Why We Built Our Own LLM Abstraction Layer

D-SKET Canvas was multi-vendor from day one. Whether a user picks Claude, OpenAI, or Gemini, it had to behave the same way. We thought this was a one-time library swap, but six months later we are running an 800-line abstraction layer of our own.

It was simple at first. There was the Vercel AI SDK, plus each vendor’s official SDK — so we figured we just needed to unify the interface. And for the first week, that was true. A single generateText({ model, prompt }) call worked across all three vendors.

Problem 1: Response Formats

To generate diagrams, we have to force JSON responses. A prompt like “make 5 nodes and 4 edges” has to come back as an exact JSON schema for the canvas to render it.

But the JSON-mode behavior across the three vendors was completely different:

Claude enforces it via the tools parameter — the strictest and most reliable
OpenAI needs response_format: { type: 'json_object' } plus explicit instruction in the system prompt
Gemini uses generationConfig.responseMimeType: 'application/json'

We managed to unify all of this. The real problem blew up with streaming.

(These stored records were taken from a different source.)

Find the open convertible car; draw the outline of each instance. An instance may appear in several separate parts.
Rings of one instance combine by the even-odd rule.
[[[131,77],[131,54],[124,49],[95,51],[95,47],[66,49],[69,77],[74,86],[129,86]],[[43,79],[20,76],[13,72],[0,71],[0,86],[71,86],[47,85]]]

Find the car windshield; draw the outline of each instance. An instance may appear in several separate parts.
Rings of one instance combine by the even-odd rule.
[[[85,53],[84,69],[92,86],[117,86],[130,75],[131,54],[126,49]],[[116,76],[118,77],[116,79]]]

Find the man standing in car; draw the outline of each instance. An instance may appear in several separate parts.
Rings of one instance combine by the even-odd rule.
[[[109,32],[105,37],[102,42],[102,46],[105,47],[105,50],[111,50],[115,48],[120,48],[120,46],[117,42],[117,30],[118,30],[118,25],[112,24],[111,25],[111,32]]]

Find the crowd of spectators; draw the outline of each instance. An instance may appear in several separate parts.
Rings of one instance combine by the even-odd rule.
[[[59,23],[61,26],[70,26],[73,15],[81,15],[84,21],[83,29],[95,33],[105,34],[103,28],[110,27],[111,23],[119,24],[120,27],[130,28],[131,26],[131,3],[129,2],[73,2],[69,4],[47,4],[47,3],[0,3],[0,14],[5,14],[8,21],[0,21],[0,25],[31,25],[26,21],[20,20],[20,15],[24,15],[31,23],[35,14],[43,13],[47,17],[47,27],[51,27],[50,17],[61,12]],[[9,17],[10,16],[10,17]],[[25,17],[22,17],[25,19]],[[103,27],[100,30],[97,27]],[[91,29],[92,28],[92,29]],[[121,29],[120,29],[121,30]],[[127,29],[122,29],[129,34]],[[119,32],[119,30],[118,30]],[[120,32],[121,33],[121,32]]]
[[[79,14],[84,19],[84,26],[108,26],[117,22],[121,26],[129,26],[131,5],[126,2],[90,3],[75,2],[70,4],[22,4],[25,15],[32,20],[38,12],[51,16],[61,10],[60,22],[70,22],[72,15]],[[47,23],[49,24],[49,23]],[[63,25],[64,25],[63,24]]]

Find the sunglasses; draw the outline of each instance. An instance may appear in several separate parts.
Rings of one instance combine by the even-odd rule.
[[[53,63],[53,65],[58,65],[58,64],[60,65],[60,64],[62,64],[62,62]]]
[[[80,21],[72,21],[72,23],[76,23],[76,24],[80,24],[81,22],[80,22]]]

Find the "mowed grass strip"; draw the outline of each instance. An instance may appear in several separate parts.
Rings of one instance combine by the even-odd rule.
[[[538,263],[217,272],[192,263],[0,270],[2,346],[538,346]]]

Problem 2: Streaming Tokens Mean Different Things

Receiving tokens in real time over SSE makes the user experience much better. For diagram generation, we can display each node on the canvas the moment it is created.

But what a stream chunk means differs from vendor to vendor.

An OpenAI stream chunk is usually 1–3 tokens. Claude bundles them into semantic units and sends long bursts at once. Gemini throws them out roughly a line at a time. To produce the same “typing-like effect” at a consistent speed for the user, we needed different buffering logic per vendor.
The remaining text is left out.